Because of the weight and thickness of marble and granite tiles, it is usually very difficult and time-consuming to use manual cutting tools. Experts recommend using an electric tile cutter, otherwise known as a wet saw, to make the majority of your cuts. Not only does it reduce the time spent trimming straight edges, but it is also the only accurate way of making complicated cuts. In other words, if you have to shape a tile to fit around a toilet base or plumbing fixture, handheld tools will be useless to you. For a one-time project, save yourself the high price of buying a wet saw. Most major home improvement stores allow customers to rent them for $35 to $40 a day, so consider this option. Read the instruction manual carefully before operating the machine, remembering to wear heavy gloves and eye protection while you work. Although this machine is designed to cut down on the amount of splintering that occurs during cutting, sharp fragments can and will scatter everywhere. Take the machine outside or into the basement to make cuts.
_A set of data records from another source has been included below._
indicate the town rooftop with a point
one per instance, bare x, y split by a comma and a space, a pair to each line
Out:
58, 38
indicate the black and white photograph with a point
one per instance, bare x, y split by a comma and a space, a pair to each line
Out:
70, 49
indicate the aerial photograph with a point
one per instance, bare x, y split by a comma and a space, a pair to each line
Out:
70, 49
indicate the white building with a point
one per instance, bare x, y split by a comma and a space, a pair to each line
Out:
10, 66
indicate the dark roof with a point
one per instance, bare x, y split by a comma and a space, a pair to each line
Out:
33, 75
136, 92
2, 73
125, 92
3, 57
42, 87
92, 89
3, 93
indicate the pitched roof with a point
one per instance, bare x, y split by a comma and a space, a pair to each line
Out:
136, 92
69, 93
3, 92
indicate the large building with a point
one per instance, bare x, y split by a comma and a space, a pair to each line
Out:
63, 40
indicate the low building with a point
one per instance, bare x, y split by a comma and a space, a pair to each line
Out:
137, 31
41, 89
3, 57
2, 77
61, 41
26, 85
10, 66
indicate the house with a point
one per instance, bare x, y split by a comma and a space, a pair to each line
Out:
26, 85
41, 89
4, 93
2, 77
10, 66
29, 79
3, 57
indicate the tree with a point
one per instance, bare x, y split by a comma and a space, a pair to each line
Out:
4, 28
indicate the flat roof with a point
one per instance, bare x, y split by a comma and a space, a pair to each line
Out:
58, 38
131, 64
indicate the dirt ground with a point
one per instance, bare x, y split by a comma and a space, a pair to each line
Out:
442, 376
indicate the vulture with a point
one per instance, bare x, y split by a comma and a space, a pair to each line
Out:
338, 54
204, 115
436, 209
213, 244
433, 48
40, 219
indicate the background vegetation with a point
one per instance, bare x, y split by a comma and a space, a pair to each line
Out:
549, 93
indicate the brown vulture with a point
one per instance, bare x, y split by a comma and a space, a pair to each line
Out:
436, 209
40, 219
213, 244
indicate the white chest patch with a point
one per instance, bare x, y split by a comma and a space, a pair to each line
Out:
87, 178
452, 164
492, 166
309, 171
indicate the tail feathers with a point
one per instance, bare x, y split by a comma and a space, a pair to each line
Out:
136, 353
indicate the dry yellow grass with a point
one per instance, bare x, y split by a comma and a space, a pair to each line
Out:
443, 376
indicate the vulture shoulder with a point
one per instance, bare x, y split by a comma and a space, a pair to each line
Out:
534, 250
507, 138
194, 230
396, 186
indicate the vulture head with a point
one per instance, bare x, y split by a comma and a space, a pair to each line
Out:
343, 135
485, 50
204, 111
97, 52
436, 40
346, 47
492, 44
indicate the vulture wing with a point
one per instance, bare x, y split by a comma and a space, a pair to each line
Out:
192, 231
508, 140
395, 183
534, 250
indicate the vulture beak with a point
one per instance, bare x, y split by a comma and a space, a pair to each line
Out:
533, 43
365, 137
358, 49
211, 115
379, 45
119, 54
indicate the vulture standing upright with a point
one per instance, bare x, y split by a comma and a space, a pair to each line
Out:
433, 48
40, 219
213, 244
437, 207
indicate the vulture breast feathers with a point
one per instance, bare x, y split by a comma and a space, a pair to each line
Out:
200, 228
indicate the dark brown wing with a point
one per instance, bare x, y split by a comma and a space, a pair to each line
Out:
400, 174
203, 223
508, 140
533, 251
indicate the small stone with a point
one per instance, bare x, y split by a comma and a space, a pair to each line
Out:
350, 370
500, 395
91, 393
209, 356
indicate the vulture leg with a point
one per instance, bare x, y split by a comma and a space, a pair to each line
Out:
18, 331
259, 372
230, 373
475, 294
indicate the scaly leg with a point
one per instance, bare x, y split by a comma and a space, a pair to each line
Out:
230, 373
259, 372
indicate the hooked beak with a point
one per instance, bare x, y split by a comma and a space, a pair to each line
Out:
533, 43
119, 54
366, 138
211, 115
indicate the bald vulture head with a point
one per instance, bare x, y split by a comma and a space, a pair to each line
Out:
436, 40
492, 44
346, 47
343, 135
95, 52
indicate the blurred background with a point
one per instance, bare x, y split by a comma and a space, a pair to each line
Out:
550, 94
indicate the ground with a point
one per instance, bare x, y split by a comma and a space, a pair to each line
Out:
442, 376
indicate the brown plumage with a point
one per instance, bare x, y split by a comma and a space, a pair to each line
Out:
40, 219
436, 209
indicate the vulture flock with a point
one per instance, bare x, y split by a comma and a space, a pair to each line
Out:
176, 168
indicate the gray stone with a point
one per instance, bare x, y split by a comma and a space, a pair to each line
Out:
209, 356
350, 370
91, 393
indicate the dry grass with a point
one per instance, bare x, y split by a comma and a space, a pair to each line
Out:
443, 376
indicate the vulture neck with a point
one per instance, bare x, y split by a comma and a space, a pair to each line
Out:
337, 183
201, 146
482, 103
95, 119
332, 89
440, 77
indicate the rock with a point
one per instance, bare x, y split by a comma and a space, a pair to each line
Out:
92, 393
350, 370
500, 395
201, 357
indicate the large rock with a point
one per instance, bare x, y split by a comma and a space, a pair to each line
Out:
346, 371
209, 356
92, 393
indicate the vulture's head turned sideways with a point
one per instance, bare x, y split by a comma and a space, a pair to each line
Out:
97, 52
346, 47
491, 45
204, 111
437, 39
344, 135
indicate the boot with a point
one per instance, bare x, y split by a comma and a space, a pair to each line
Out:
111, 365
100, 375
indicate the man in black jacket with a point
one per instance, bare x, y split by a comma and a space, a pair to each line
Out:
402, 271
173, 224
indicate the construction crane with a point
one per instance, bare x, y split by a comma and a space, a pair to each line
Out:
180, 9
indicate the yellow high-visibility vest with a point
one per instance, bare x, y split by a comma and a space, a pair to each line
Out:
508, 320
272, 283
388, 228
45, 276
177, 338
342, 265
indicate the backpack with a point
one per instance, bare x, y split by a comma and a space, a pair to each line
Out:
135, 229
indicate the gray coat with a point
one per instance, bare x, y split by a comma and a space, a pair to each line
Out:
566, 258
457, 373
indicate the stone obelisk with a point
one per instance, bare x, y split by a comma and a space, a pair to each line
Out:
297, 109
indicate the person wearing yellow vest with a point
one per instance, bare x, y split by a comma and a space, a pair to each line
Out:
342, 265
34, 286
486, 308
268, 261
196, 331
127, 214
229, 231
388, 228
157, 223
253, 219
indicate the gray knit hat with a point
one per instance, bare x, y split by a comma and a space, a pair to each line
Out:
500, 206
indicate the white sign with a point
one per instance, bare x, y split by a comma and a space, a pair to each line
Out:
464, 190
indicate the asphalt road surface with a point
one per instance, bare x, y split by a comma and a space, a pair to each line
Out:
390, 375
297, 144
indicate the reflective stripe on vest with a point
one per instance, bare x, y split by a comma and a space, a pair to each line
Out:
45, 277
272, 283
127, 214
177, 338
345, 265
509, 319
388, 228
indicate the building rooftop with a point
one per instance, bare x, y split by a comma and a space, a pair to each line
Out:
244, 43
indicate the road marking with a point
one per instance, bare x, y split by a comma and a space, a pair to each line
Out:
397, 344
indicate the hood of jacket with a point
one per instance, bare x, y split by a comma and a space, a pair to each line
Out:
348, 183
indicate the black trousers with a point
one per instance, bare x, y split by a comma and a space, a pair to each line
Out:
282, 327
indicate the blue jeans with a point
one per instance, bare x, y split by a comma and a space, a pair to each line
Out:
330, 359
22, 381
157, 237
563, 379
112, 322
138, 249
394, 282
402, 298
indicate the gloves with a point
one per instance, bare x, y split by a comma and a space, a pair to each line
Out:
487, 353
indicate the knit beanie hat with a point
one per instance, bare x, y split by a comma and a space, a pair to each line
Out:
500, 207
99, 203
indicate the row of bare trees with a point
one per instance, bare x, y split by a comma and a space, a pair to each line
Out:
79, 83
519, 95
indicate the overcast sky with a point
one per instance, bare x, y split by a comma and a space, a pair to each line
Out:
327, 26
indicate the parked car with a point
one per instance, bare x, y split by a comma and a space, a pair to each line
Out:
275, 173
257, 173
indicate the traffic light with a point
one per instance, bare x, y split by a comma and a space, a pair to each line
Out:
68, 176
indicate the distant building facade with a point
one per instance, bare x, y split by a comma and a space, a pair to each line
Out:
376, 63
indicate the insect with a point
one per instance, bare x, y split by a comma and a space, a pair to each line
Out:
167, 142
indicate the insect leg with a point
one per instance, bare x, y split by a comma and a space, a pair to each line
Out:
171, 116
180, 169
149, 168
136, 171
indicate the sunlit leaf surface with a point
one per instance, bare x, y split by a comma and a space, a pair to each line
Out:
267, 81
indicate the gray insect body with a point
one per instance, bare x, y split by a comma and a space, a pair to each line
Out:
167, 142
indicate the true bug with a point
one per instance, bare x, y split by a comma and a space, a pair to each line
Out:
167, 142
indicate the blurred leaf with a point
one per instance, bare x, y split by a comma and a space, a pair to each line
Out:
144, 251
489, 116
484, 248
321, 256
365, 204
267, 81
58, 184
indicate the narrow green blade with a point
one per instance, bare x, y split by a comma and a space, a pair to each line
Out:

Once you have measured each piece that needs to be cut, lay it on the wet saw's tile platform. Water is necessary to wet the tile and blade, both of which can otherwise become dangerously hot when exposed to friction. The water will also keep the tile from cracking or kicking up excess dust during the cut. To prepare the saw, place the pump connected to the saw's hose at the base of a bucket of fresh water. To make sure that it is set up correctly, turn on the machine and watch for a spray of water around the blade. Next, consider practicing your cutting technique with a scrap of tile. Use the measuring bar on the platform to line up each cut and guide the tile into the blade. Remember to keep your fingers well away from the saw blade, since it can do serious damage even though it looks dull when the power is off. Once you have finished this, you can move on to trim work.

Small Tools

Once a tile is cut with the wet saw it will have a slightly jagged edge that needs to be smoothed out. Use a heavy grade sandpaper (80-grit, for example) to work out major kinks, working down to a fine grade (like 400-grit). To achieve an expert-quality finish, follow up with a polishing wheel. In this way, the cut edge will look very similar to the edges from the store-bought tile. If the tile has corners cut into it, there may be bits of tile remaining here. To remove this undesired excess, you will need a hand-held tool called snippers. Operate these like tongs to grab and pinch off the tile bits. These tools are also ideal for removing miniscule amounts of tile edging in areas too small for the wet saw or other tools to be effective. For example, consider using snippers to bite off bits of tiles that will surround small pipes of faucets. It takes more hand strength to cut tile in this way, but you will find it much less frustrating than trying to shave a sliver off the piece with the saw.

Scouring Tool

Finally, you are likely to find that none of these tools is appropriate for some necessary cuts. One example would be the area where the toilet plumbing connects to the drain beneath. If you take up the toilet to run tile underneath it, you may find that this hole falls directly in the center of a piece of tile. The wet saw cannot make this cut without starting from the edge, and the snippers have no way of reaching. In order to cut this hole without damaging the perimeter of the tile, you will need to use a scouring tool. This piece of equipment, similar in design to a glasscutter, is made to cut a weak spot into the tile. By scouring along the edges of the hold you need cut, you provide the tile with a seam to break on. You can remove the centerpiece by gently -- very gently -- tapping it with a piece of wood. Make sure that you provide support for the rest of the tile piece, or it may crack in the wrong places from the pressure.

By arming yourself with these tools and techniques, you can assure that your tile installation will be quick and easy. Furthermore, you will limit the risk of accidentally breaking pieces. In comparison to the waste of destroying expensive pieces of marble or granite by using the wrong equipment, spending money to rent and purchase appropriate tools is an excellent investment. Once you have laid, spaced, and grouted the tiles properly, your room will have the look of a professional job. Best of all, the time spent on making expert cuts will increase the beauty of the room and the value of your home.